Subsiste entre mis contactos un eminente cirujano, cuyo vínculo con mi persona carece de justificación al presente. Esta contravención inocente limita su punibilidad a los confines de este relato, a modo de excepción a la conclusión de que todos usamos al prójimo. No tengo nada que ofrecerle, más que el placer de pagar alguna deuda que aún no contrajo. Su ambición literaria conjuga la falta de fe ciega tanto en autores noveles como en Nobeles. ¿Mis razones para enviarle el borrador? Optimismo y estupidez en sus justas proporciones.

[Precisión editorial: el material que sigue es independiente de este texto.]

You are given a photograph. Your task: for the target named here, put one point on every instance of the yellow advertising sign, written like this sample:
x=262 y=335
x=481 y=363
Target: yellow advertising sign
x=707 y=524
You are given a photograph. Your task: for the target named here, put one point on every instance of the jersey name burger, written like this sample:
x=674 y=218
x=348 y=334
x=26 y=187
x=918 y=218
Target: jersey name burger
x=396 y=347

Para abril recibí el manuscrito de regreso, pulcramente diseccionado. La tinta roja, aunque seca, daba fe de su agonía. Aún respiraba. Para no entrar en pánico me enfrasqué en descifrar una palabra que se repetía a lo largo de los márgenes en forma de firma. Los renglones tachados fueron la pista que me llevó a buen puerto:

“Rimumim”,

“Remumir”,

«RESUMIR».

Puse manos a la obra.

Amputados el 90% de los personajes y anécdotas varias, la pueril novela reencarnó en un cuento corto y decente: una escritora perdía la fuerza creativa por buscar adeptos en las redes sociales. Como un David que emerge de un bloque de mármol, la historia se había librado de lo superfluo. ¿Acaso era yo el mismísimo Michelangelo, lijando mis abscesos de ingenio? Procuré descansar el borrador por unos días pero, al retomarlo, seguía perdida. ¿Cómo reconocer la instancia final? ¿Cómo sabe el escultor que dentro del gigante no hay un niño, o incluso dos -uno encima del otro-, o un caballo rampante?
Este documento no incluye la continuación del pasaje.